AlexAUT · web-flow · commit 3728fdfb875c · 2025-04-09T08:13:25.000-07:00
Moved `combineRedundantWaitOps` from `WGMMAPipeline` to
`PipeliningUtility` to reuse it in the Streampipeliner.
diff --git a/include/triton/Dialect/TritonGPU/Transforms/PipeliningUtility.h b/include/triton/Dialect/TritonGPU/Transforms/PipeliningUtility.h
@@ -73,6 +73,10 @@ Value createAlloc(scf::ForOp forOp, RankedTensorType ty, Location loc,
 // Determine if the operation is a TMA load.
 bool isTMALoad(Operation *op);
 
+// Look for consecutive wait ops and combine them into a single wait op.

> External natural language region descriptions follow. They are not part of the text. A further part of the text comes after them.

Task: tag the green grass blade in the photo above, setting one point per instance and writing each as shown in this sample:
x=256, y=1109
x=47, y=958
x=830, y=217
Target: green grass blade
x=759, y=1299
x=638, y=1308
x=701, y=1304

+void combineRedundantWaitOps(
+    llvm::SmallSetVector<gpu::AsyncWaitOp, 8> &waitOps);
+
 // Get the type of the view of a multi-buffered tensor value.
 gpu::MemDescType getBufferViewType(gpu::MemDescType allocTy);
 // Get a generic shared encoding for a tensor.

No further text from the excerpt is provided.